I Am Joaquín Magón

Jesús E. Valenzuela Félix holds a United Farm Worker flag with Dolores Huerta, who founded the UFW with Cesar Chavez.

By Jesús E. Valenzuela Félix

It’s been a little over a year since I started writing “The Diary of Joaquín Magón,” the blog where I share my experiences working with the United Farm Workers. I look back at the entries that I have written – the Democratic Convention and my amazement of being part of this movement, another where we collected 50,000 cards to put on the governor’s desk, to the more academic one about attrition and immigration.

I’ve met many people through this job and I’ve met many people while writing this blog, men and women who are part of a day-to-day struggle just to survive: those two young men I met while writing on the conditions of farm worker housing; the young high school students who formed a group to help the farm workers; aging strawberry pickers with fear in their eyes as they realize they are getting too old to compete with the young.

So now, one year later, I want to introduce myself not as Joaquín, but through my real name.

I am Jesús Valenzuela. Born in México, raised in the eastern Coachella Valley, educated in San Diego, living in Salinas; writer and activist for social change, all of those experiences molded together constitute what has now become Joaquín Magón.

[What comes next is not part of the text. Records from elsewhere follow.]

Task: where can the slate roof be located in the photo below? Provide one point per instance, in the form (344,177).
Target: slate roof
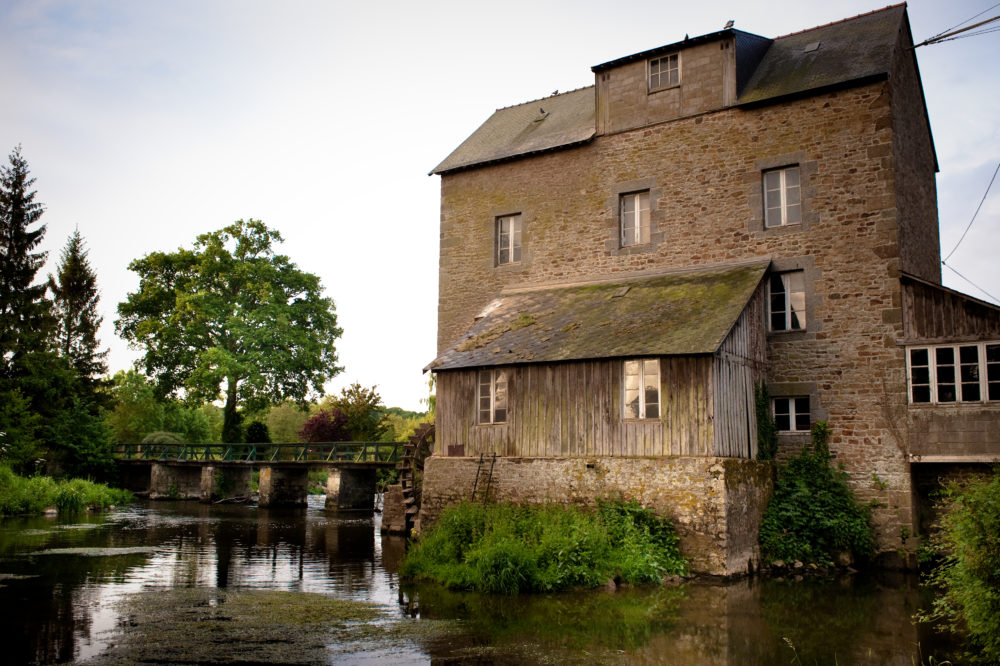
(679,313)
(850,51)
(553,122)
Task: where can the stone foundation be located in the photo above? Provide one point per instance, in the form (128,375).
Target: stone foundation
(393,510)
(715,503)
(225,481)
(283,486)
(175,481)
(350,489)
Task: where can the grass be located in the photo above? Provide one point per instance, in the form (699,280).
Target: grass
(507,549)
(26,495)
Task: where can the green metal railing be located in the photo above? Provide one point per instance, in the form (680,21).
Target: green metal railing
(332,452)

As one can imagine the human soul is a division of multiple people, multiple identities, multiple thoughts and hearts that at times work in sync but at times the existence of one is contradictory to the existence of the other. But the force that constituted both the writer and the activist was so strong its own identity needed to be created. It would be unfair to say I created Joaquín; in reality he created himself.

So one might ask – why Joaquín Magón? To which I respond:

Joaquín– like the epic poem by Rodolfo “Corky” Gonzales. “I am Joaquín/Lost in a world of confusion…I shed tears of anguish/as I see my children disappear/behind a shroud of mediocrity/never to look back to remember me.”

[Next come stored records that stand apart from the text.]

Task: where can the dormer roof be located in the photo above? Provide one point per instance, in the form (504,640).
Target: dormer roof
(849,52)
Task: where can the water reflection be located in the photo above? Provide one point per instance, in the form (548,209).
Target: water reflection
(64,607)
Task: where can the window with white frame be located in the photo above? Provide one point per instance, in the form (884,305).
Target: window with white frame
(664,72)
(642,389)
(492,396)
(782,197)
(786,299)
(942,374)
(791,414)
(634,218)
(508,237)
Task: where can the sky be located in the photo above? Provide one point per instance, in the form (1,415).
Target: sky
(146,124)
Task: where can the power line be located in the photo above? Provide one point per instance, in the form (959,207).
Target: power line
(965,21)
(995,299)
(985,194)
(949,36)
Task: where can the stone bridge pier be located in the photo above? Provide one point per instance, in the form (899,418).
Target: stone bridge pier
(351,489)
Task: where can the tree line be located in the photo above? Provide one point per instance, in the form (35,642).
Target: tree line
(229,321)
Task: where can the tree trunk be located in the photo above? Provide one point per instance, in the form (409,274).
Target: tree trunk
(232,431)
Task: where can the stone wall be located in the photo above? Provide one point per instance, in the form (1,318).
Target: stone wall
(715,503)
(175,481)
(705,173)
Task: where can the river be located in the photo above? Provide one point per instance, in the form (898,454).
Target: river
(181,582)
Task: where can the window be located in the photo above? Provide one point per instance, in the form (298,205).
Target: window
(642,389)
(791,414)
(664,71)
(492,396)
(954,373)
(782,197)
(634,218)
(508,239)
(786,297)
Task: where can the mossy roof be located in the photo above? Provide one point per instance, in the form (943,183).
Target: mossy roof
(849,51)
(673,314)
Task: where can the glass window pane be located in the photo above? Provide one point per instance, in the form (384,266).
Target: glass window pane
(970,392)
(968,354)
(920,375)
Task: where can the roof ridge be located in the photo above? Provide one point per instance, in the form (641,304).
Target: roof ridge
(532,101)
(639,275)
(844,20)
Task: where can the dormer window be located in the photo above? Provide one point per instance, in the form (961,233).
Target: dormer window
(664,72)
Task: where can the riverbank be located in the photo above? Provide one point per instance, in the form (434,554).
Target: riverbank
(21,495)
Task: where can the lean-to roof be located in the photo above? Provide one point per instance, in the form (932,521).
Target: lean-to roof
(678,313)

I am Joaquín, that name that has become the spirit of our every day struggle between economic prosperity and cultural retention – to retain a culture and not advance economically or to advance economically and lose a culture? Joaquín would say to obtain both.

Joaquín is remembrance; it’s culture, as Gustavo Esteva and Madhu Suri Prakash wrote, “Culture may be seen as memories. Ways of recalling establish fundamental differences between cultures…”

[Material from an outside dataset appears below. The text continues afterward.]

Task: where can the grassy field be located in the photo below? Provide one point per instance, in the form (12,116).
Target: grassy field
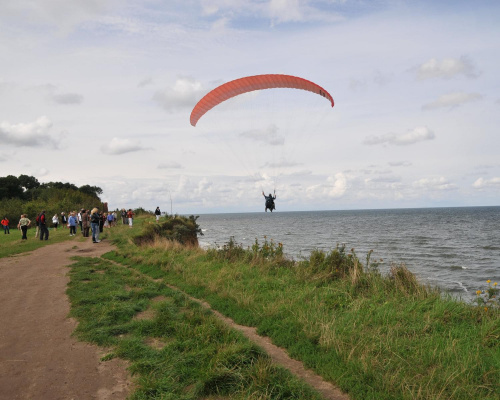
(376,337)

Magón – like the writer and revolutionary Ricardo Flores Magón who in the early 1900s worked to spark a revolution in México and died in a jail cell in the United States. His words where an attempt to break from the past and form a new future in which all men and women where equal.

He worked tirelessly to spread his ideas and the ideas of a just society through a number of newspapers he either founded or edited. To that end, he always fought, he always struggled for something greater than himself.

And one might ask – why a different name? Why not simply Jesús Valenzuela? Well, Joaquín Magón is a part of Jesús. And I, as Jesús am composed of many other selves – the organizer, the son, the brother, etc. etc.

And, as you can imagine, they all get in the way when it’s their turn to get attention. So what better way to harness and allow one aspect of Jesús to flourish and grow than to give it its own name and identity and allow it to form on its own without the interference of the rest? In other words, to allow the pure sense of imagination to flourish fully without the criticism of the rest.

Naturally, the aspects cannot be completely independent of each other. In this instance Joaquín (the writer and photographer) is dependent on the organizer. Sounds crazy; and in reality it is. It’s an almost schizophrenic feeling to have a part of me rant for so much attention that it has to divide itself into a new identity to be able to exist.

And that self is Joaquín Magón –the one that remembers, the one that writes to not forget, the one that fights for justice with a pen.

In the end, I am I and I am Joaquín.